As we move into the latest stage of the UK government plans to bring the population, society and economy back to some normality, it may seem that we are leaps ahead of the rest of the world and where they stand in the current (and still ongoing) crisis. However, this is far from the truth from an economic standpoint, particularly for savvy savers.

Since National Savings & Investments (NS&I) announced cuts to their interest rates in September 2020, we have kept a close eye (and wrote extensively) on the rollercoaster ride that is savings rates. Plummeting and rising, only to drop again (from 1.31% last year for those who wanted to fix their money for one year to April 2021, where the rate fell below 0.60%), savers have barely had much stability around the opportunities available to them to save cash and earn reasonable interest on it. 

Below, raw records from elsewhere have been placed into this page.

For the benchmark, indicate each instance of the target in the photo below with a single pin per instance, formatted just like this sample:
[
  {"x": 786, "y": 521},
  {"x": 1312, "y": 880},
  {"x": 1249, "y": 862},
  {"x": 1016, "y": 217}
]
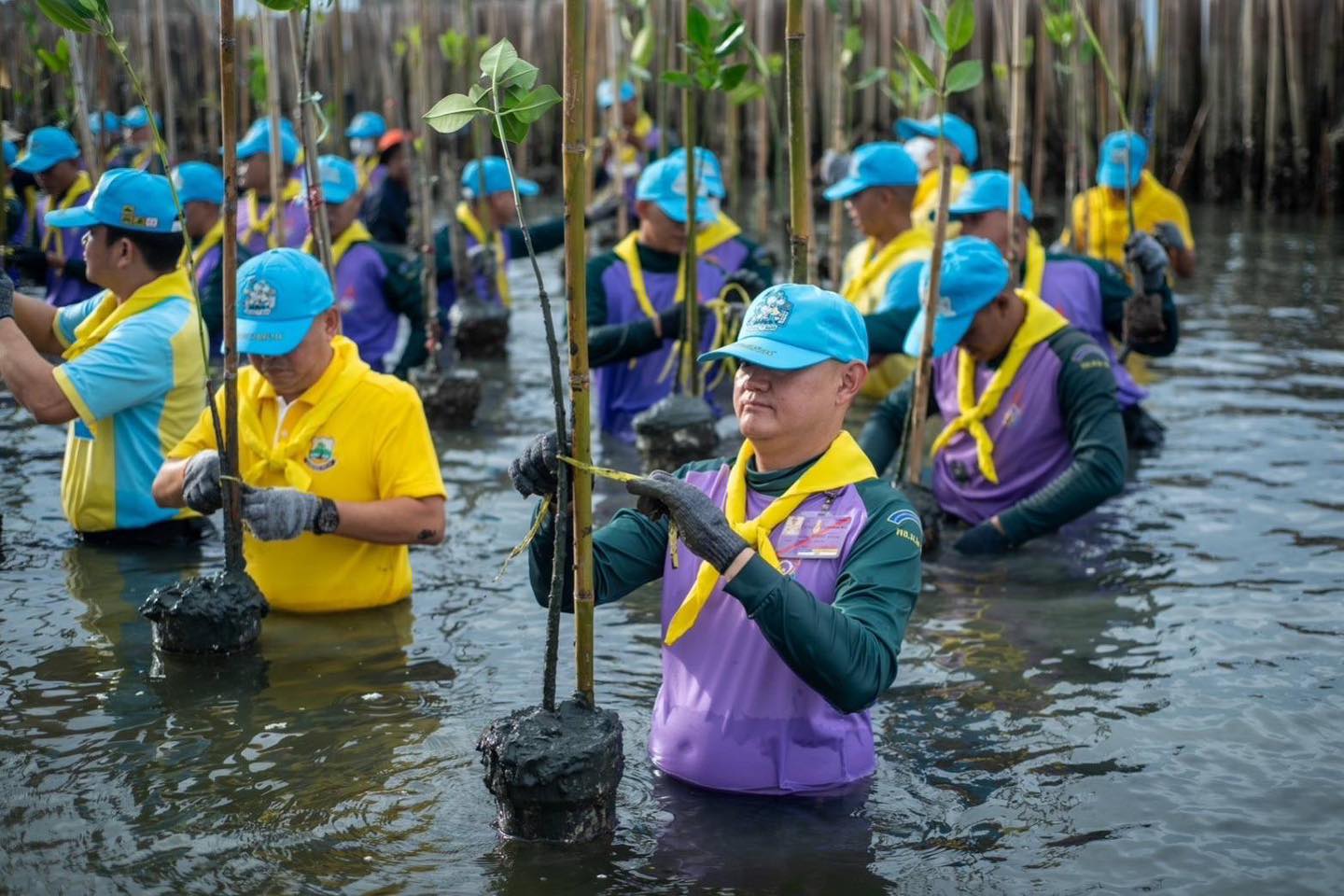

Despite these ups and downs, the UK has seen record numbers of people saving money for either a rainy day or to save to buy a house (with the many initiatives put in place to incentivise buying property for first-time buyers). The Guardian recently reported that British households built up their savings to the second-highest level on record at the start of this year. The savings ratio rose to 19.9% from 16.1% in the three months to the end of December 2020. The previous record of 25.9% took place in the second quarter of 2020 during the first lockdown.

Now, as the UK opens back up, people have returned to the office (you can see Bloomberg’s brilliant virtual data mapping on what they call the Pret Index, showcasing the gradual return to moving freely around major cities). On the other hand, many have gone out to spend their savings having cited their joy of having experiences again outside of their home worth the cost

So, why are these factors important to our title question? To take us back to our talking point - can savings rates beat inflation - we will start with what we mean by this, and is there a clear-cut answer - the answer is most likely not.

First, let’s take a step back. What causes inflation? The rate of inflation is the change in prices for goods and services over time. Measures of inflation and prices include consumer price inflation, producer price inflation and the House Price Index. To cover costs, and meet demand on certain goods, you may have noticed an increase in prices, coupled with Brexit and what that means for trading, scarcity of products equals an increase to the costs of certain products.

The Office for National Statistics (ONS) states that the inflation rates we are experiencing now are directly impacted by the first lockdown in Spring 2020. It states in its May 2021 bulletin that the Consumer Prices Index rose by 2.1% in the 12 months up to May 2021, which is up 1.6% to April.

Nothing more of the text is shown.